Revenue-facing roles tend to pay the biggest bonuses. Operational and support roles tend toward smaller, more predictable ones.

  • Finance
  • Architecture
  • Sales
  • Business Development
  • Marketing / Advertising
  • Information Technology
  • Healthcare
  • Insurance
  • Customer Service
  • Human Resources
  • Construction
  • Transport
  • Hospitality

Child care teacher: public vs private sector pay

Public-sector pay in Iraq is about 15% more than private-sector pay for similar work. The private sector typically offers stronger upside and bigger bonuses; the public sector typically offers better benefits and stability.

Public vs private pay gap

13%

Public-sector workers earn this much more than private-sector workers in Iraq on average.

Public sector 26,399,200 IQD
Private sector 23,040,200 IQD

Child care teacher salary by city in Iraq

Child care teacher pay is not even across Iraq. The chart below shows the highest-paying cities in the dataset, followed by the full location table.

  • Baghdad
  • Al-Basrah
  • An-Najaf
  • Irbil
  • Al-Mawsil
  • Kirkuk
LocationTypeAverageMedianRange
BaghdadCity11,998,600 IQD12,958,200 IQD5,531,100-19,078,500 IQD
Al-BasrahCity11,459,800 IQD10,992,900 IQD5,952,700-17,519,700 IQD
An-NajafCity10,956,400 IQD11,833,900 IQD5,038,200-17,399,400 IQD
IrbilCity10,152,200 IQD9,754,300 IQD5,280,300-15,599,800 IQD
Al-MawsilCity9,778,900 IQD9,985,800 IQD4,786,100-15,238,200 IQD
KirkukCity9,623,400 IQD9,816,600 IQD4,714,900-15,001,200 IQD


Child Care Teacher in Iraq: FAQs

  • How much does a child care teacher make per month in Iraq?

    A child care teacher in Iraq earns about 888,033 IQD a month before tax, based on an annual average of 10,656,400 IQD.

  • What's the salary range for a child care teacher in Iraq?

    Entry-level child care teachers in Iraq start near 5,545,500 IQD. Top-end pay reaches around 16,320,700 IQD. The middle 50% of earners sit between 7,093,500 and 12,721,300 IQD.

  • Is the median child care teacher salary in Iraq higher or lower than the average?

    The median is 10,224,200 IQD, lower than the average of 10,656,400 IQD. Half of child care teachers in Iraq earn below the median, half earn above it.

  • What's the gender pay gap for child care teachers in Iraq?

    Men working as a child care teacher in Iraq earn around 12% less than women on average (10,128,600 vs 11,485,600 IQD a year).

  • Do child care teachers in Iraq get bonuses?

    About 48% of child care teachers in Iraq reported a bonus in the past 12 months.

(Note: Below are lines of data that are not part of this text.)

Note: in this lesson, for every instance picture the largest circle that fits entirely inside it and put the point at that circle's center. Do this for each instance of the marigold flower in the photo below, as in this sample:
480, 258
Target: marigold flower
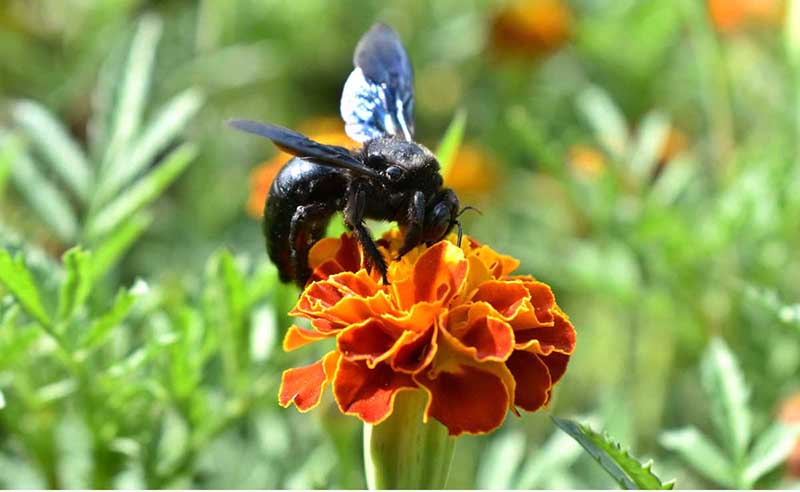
531, 28
734, 15
453, 322
325, 130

Reported bonuses ranged from 3% to 5% of base salary.

  • Do child care teachers earn more in the public or private sector in Iraq?

    In Iraq, the public sector pays a child care teacher about 15% more on average. Public-sector pay tends to be steadier; private-sector pay tends to offer bigger upside.

  • How often do child care teachers in Iraq get a pay raise?

    A child care teacher in Iraq sees a raise of around 9% every 20 months, equivalent to roughly 5% a year.